In 2014, the Yankees finished 13th out of 15 American League teams in runs scored and finished second to last in the league in RBIs. A major reason for the offensive ineptitude was that Teixeira, Beltran and to a lesser extent McCann underperformed last season. There are other keys for the offense’s resurgence to the middle of the pack in runs scored like Brett Gardner and Jacoby Ellsbury being solid table setters and Alex Rodriguez giving the team something at DH, but the heart of the order has to bring power and consistence like they have in the past.
The 34-year-old Teixeira has seen has stats drastically decrease the past two seasons. He has underperformed the past two seasons partly because of his strained wrist tendon that caused him to only be able to play in 15 games during the 2013 season, and on April 4 of last season he suffered a hamstring strain while attempting to catch a foul ball. On May 31, he aggravated his wrist that was surgically repaired in 2013. His stats definitely suffered last season as a result of both of his injuries.
Teixeira has a .273 average during his career with 363 homers, 1,175 RBIs and a .516 SLG%. However, in 2013, he had a .151 average with three homers, 12 RBIs and a .340 SLG% and last season he had a .216 average with 22 homers, 62 RBIs and a .398 SLG%.
Teixeira really tried to transform his body in the offseason as he trimmed 15 pounds of fat and added 13 pounds of muscle. He is now on a gluten free, dairy free and sugar free diet, which is intended to cut down on the inflammation in his body. Teixeira will hope that his new diet will prevent the injuries that he has had recently from happening again. It is not likely that he will be able to hit 39 homers with 122 RBIs like he did when he was an All-Star in 2009, but based on being healthy and his new diet it is realistic for him to hit .250 with 25 homers and drive in more than 90 runs this season.
Beltran, who is an eight-time All-Star, signed a three-year, $45 million contract before the 2014 season, also underperformed last season while playing through injuries.
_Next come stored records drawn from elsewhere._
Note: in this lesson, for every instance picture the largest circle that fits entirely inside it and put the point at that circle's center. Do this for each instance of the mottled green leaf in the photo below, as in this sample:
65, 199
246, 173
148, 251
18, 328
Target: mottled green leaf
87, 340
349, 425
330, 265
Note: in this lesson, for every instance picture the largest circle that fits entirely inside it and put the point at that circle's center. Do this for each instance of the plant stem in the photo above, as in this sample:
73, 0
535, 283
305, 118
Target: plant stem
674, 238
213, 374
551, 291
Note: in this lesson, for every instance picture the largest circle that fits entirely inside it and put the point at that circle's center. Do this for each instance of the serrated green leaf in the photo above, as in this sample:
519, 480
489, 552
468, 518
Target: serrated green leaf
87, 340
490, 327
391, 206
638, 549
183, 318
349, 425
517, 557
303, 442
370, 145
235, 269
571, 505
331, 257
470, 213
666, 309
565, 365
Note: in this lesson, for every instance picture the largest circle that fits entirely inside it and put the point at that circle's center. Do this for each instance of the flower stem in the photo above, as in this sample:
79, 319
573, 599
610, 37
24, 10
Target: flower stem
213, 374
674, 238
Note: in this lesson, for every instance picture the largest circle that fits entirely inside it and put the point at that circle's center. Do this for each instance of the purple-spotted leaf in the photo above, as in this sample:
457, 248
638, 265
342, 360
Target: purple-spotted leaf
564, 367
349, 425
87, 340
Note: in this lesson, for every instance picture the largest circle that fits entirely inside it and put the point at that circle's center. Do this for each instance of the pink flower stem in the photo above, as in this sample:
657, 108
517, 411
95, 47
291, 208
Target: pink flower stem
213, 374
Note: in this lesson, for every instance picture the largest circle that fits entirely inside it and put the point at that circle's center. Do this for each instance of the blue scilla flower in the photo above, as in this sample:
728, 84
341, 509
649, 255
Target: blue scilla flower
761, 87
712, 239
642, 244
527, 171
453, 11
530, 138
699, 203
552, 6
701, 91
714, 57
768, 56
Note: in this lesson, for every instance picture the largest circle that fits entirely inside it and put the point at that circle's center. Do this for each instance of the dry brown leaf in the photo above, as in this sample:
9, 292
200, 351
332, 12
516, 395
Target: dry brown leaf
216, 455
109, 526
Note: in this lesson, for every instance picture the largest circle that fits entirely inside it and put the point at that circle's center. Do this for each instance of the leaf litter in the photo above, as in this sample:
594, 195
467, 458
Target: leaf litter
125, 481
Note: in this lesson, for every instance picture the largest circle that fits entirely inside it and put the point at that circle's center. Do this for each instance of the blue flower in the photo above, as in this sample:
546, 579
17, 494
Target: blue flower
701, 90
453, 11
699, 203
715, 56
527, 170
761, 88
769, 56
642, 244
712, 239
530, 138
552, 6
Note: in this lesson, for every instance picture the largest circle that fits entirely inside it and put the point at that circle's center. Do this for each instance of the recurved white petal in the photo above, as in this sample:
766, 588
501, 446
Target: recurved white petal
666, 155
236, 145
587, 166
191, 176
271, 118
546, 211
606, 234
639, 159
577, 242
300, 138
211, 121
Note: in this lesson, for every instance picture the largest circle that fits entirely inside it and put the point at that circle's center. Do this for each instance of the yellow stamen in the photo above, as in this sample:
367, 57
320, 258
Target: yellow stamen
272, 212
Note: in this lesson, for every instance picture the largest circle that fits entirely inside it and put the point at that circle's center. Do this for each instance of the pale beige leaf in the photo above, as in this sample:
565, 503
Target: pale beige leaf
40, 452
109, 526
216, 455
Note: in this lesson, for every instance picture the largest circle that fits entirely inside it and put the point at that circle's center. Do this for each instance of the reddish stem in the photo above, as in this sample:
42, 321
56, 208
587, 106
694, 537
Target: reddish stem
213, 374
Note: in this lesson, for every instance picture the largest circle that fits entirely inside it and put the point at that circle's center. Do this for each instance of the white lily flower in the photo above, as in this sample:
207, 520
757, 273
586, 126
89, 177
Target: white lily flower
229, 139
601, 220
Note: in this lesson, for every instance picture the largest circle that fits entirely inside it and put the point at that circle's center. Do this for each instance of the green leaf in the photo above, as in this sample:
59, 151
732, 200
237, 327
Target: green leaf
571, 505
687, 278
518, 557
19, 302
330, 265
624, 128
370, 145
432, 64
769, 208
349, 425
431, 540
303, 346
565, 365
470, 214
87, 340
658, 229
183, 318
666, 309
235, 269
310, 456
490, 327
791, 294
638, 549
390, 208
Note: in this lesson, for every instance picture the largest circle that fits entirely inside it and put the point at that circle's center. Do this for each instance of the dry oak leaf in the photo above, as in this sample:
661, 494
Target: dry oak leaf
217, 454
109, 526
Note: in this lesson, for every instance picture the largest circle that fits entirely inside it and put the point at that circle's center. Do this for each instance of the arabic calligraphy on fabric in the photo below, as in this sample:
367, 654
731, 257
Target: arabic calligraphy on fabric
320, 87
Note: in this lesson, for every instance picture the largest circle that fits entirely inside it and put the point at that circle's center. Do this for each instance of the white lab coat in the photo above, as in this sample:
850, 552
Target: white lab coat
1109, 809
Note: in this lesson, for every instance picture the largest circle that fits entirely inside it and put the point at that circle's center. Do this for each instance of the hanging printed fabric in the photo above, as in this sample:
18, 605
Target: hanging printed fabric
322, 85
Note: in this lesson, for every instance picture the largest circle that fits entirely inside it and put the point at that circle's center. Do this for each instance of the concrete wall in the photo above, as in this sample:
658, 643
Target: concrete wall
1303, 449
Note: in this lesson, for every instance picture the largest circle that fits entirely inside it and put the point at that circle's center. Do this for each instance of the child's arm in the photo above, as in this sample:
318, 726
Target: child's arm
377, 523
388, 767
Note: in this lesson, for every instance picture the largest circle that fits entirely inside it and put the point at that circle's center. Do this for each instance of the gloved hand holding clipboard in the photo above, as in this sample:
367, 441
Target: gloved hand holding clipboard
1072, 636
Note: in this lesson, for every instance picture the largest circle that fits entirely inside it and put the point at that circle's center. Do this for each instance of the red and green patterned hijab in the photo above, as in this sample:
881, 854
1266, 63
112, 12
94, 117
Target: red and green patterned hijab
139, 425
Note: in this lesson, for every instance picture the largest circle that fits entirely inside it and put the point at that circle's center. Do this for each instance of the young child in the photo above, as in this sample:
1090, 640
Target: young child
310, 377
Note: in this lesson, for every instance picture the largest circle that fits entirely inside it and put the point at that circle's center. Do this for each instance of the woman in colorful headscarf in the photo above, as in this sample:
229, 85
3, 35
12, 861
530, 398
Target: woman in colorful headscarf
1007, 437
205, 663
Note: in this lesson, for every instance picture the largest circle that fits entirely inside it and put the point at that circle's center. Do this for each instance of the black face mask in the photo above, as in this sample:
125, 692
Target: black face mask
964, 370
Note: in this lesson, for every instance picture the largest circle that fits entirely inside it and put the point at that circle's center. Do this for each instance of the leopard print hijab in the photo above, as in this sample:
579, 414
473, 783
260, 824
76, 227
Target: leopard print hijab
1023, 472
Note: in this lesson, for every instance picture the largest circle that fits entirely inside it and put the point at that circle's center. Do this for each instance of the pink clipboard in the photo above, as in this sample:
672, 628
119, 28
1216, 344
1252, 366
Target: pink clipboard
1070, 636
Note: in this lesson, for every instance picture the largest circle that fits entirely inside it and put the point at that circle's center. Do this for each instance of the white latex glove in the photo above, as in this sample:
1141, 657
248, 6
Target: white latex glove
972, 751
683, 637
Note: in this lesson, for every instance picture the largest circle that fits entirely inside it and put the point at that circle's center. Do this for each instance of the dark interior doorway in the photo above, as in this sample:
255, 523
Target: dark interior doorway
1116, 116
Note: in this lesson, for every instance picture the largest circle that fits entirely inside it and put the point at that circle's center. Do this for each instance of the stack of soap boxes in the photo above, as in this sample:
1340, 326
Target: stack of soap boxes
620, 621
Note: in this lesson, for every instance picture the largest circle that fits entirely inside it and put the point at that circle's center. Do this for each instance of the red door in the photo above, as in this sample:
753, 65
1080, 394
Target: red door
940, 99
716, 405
On May 12 of last season, Beltran experienced soreness in his right elbow, and it was later revealed that the elbow had a bone spur. He was placed on the 15-day DL on May 15, and when he returned on June 5, it was decided that he would DH the rest of the season to prevent further damaging his elbow.
Last season, he had a .233 average with 15 homers and 49 RBIs in 109 games. The Yankees will need him to come close to his .296 average, 24 homers, 84 RBIs and .491 SLG% that he had when he was an All-Star in 2013.
On October 1, Beltran had surgery where bone chips were removed and a spur was shaved down in his right elbow. This surgery took three months to recover from, and he is now healthy and ready for spring training. He trained this offseason back in Puerto Rico, and he said that he is ready to prove himself this season.
McCann is the third slugger who will have to give the offense more production than he did last season. He comes third because he did not underperform like the other two. A major reason that McCann did not produce like he did while playing for the Braves was because he had to get adjusted to playing in New York City and to catching in a new league.
He was an All-Star in seven of his eight full seasons with the Braves. His power output last season ended up being similar to his season averages because he hit eight homers and drove in 18 runs during September. He ended the season with 23 homers and 75 RBIs, but his .237 average was much lower than his career average of .272.
McCann will be more of a leader this season and his average should improve in his second season in pinstripes. As the possible No. 5 hitter in the lineup his average could rise to .265 to go along with 25 homers and 85 RBIs.
If these projections come true, then the No. 3-5 hitters in the lineup will all have better averages, hit more homers and drive in more runs than they did in 2014 season. That would make the offense much better than it was last season and increase the chance of returning to the postseason.